Para ingressar, é preciso ter inscrição no CNPJ, inscrição municipal e, quando exigível, inscrição estadual, e fazer a solicitação pela internet no Portal do Simples Nacional.
Conforme informação divulgada pelo g1, quem regularizar as pendências pode ter a reinclusão com efeito retroativo a 1º de janeiro do ano vigente, desde que cumpra os prazos e condições exigidos.
Quem pode optar e o que é exigido
Microempreendedores Individuais (MEIs), microempresas (ME) e empresas de pequeno porte (EPP) têm direito a optar pelo regime, que possibilita o pagamento simplificado de impostos. Toda empresa interessada precisa ter o CNPJ regular e as inscrições municipais ou estaduais quando forem exigidas.
Os contribuintes que já estão no Simples Nacional e não foram excluídos continuam no sistema, sem necessidade de nova solicitação. A renovação é automática, exceto nos casos de exclusão por dívidas ou irregularidades.
Como fazer a opção pelo Simples Nacional
O pedido é feito pelo Portal do Simples Nacional, com acesso por certificado digital ou código de acesso. Na área Simples, siga para Simples – Serviços, clique em Opção e depois em Solicitação de Opção pelo Simples Nacional.
Após a solicitação, uma verificação automática de pendências é feita de forma conjunta pela Receita Federal, estados e municípios. Não havendo pendências, a opção será aprovada; se houver pendências, a opção ficará em análise. É possível acompanhar o andamento no próprio portal.
Regularização de dívidas e prazos para quem foi excluído
Para ingressar ou reingressar no Simples Nacional, é essencial que o CNPJ esteja regularizado, ou seja, sem pendências junto às administrações tributárias da União, dos estados, do Distrito Federal e dos municípios. A Receita Federal permite a regularização por meio de parcelamentos e transações.
Segundo o Sebrae, para regularizar a situação é necessário pagar uma entrada ainda em janeiro, e o valor restante pode ser parcelado conforme as regras do órgão cobrador. Débitos com a Receita são regularizados pelo Portal do Simples Nacional, dívidas inscritas na Dívida Ativa da União são negociadas pelo Portal do Regularize, e débitos estaduais ou municipais devem ser ajustados com o órgão local.
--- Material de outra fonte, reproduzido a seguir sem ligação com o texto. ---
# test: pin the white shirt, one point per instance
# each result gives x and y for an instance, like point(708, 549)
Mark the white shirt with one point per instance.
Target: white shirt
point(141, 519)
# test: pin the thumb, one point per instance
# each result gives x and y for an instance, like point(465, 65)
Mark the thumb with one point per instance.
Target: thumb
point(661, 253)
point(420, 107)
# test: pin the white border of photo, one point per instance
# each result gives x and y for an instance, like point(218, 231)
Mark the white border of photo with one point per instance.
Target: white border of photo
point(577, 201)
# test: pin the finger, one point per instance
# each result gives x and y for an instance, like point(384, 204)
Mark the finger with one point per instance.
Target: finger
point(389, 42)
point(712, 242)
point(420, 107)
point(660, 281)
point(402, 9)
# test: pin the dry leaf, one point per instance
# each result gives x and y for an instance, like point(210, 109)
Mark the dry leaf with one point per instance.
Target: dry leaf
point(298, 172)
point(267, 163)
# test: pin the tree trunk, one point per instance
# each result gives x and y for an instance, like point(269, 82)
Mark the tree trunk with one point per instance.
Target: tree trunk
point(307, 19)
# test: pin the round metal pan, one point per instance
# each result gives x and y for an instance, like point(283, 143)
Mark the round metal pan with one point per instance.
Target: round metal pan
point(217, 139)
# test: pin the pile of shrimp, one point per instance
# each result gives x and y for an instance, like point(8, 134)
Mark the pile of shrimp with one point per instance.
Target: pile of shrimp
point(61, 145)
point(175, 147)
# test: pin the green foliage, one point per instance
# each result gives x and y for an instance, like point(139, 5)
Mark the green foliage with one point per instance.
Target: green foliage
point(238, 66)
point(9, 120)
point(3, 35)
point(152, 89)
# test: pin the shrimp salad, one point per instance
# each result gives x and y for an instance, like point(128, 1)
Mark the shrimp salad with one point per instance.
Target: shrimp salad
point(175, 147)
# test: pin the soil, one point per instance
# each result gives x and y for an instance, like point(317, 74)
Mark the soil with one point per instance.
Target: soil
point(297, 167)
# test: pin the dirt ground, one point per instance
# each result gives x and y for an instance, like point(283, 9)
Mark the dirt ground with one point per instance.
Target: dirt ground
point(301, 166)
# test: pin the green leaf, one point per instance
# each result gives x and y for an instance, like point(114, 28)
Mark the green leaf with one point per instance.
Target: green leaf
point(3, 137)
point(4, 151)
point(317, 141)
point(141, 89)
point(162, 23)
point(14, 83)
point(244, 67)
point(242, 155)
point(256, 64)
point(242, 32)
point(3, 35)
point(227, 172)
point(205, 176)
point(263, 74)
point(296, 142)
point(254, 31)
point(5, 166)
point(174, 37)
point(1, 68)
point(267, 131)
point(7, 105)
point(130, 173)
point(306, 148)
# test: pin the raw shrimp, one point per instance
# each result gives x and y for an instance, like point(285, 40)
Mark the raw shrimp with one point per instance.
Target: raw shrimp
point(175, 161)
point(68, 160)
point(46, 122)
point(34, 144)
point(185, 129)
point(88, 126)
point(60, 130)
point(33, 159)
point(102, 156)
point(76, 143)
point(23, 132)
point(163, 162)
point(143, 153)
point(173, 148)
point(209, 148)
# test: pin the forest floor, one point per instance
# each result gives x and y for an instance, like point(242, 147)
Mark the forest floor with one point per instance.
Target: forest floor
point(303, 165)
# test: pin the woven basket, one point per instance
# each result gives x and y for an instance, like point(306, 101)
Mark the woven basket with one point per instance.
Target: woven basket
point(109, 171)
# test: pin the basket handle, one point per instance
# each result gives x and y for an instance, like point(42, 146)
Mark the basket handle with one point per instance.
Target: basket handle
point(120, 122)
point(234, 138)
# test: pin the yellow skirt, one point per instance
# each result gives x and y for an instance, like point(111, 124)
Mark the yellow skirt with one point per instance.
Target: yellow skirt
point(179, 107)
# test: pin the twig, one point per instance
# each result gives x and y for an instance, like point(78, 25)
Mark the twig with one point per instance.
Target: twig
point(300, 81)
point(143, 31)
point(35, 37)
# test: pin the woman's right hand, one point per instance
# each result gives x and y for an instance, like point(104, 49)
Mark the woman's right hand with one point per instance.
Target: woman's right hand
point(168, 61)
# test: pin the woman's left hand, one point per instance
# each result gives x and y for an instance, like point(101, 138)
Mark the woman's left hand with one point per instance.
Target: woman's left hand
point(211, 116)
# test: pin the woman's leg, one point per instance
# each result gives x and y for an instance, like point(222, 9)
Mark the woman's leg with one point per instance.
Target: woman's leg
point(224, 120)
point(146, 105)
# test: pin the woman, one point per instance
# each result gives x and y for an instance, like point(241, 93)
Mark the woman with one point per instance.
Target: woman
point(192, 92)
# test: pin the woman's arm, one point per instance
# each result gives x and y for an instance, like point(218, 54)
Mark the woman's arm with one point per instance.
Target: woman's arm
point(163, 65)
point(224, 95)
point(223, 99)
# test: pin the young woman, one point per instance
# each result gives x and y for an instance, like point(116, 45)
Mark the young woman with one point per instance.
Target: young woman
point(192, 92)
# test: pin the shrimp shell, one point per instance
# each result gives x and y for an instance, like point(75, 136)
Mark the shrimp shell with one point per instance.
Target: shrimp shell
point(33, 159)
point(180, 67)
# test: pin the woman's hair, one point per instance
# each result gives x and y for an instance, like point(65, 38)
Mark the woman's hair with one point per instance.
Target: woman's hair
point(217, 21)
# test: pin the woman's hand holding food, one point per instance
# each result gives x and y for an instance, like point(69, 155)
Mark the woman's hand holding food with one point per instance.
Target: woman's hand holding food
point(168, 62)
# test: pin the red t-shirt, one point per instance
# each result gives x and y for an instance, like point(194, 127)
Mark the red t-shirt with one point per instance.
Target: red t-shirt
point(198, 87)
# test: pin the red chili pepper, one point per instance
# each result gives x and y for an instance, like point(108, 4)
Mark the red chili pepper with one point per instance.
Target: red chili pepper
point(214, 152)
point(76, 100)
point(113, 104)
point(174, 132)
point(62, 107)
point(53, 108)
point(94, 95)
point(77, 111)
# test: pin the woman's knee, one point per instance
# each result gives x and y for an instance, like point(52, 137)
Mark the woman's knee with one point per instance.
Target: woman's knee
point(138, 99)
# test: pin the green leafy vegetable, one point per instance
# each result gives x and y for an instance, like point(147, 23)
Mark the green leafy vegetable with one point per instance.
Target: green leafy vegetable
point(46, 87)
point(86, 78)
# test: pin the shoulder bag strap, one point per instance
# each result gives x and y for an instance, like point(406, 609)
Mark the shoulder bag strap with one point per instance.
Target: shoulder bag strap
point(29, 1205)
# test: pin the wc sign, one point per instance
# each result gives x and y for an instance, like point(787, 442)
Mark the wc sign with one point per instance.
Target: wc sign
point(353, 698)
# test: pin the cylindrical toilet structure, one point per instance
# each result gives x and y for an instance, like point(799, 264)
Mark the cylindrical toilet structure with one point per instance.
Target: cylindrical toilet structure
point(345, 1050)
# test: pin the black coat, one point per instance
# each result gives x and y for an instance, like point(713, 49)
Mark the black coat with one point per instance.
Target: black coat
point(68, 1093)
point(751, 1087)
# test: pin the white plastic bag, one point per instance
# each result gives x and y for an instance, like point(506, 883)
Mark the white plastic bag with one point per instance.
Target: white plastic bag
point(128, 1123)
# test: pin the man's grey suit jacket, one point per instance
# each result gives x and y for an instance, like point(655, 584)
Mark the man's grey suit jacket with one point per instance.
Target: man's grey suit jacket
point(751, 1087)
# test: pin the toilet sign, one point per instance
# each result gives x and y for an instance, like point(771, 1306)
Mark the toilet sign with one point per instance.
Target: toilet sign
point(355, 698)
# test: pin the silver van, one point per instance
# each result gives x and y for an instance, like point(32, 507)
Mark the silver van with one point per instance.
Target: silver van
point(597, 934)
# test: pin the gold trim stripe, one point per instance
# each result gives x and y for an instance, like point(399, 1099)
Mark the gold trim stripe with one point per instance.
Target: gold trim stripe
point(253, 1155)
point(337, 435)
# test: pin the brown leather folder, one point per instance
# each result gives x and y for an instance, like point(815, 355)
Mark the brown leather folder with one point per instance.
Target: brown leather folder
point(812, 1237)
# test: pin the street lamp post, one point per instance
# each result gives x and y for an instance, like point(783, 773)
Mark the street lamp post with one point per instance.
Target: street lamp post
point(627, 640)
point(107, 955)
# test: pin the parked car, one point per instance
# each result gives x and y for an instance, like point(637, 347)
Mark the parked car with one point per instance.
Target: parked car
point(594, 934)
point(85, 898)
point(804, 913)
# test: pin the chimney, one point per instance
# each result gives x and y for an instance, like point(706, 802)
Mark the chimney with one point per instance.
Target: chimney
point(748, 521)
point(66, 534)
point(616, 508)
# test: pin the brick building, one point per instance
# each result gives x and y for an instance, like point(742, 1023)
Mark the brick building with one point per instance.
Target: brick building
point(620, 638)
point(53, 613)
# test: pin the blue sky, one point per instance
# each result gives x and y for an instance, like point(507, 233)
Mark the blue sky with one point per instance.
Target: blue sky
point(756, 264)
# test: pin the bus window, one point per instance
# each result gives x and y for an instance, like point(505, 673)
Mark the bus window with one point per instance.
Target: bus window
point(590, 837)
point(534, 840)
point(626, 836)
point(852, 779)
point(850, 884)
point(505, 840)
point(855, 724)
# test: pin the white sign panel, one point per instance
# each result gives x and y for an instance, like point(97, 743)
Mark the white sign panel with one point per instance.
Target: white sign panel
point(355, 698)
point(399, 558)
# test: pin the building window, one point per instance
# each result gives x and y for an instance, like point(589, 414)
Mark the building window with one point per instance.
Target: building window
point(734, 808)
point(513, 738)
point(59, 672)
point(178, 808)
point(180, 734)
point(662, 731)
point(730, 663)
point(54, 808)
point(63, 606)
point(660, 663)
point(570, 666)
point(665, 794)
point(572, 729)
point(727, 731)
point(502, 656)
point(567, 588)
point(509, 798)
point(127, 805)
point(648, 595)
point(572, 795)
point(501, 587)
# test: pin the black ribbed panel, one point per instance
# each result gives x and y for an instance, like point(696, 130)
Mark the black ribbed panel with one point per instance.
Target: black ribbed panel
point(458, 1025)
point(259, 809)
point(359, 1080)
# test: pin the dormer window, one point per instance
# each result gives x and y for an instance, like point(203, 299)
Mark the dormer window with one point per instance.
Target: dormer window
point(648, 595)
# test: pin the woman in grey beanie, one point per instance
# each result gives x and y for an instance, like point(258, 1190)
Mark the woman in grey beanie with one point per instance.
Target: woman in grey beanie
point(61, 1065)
O que acontece se perder o prazo
Se a empresa perder o prazo, ela só poderá solicitar nova adesão em janeiro de 2027. Enquanto isso, o CNPJ permanece ativo, mas passa a enquadrar-se em outro regime de tributação, Lucro Real ou Lucro Presumido, no qual os impostos são recolhidos de forma individual.
A divulgação do resultado da opção está prevista para a segunda quinzena de fevereiro, e pedidos aprovados retornam ao regime com efeito retroativo a 1º de janeiro, quando não houver impedimentos.
Para empresas em início de atividade, o prazo para solicitar a adesão é de 30 dias contados do último deferimento de inscrição municipal ou estadual, desde que não tenham decorrido 60 dias da data de abertura do CNPJ.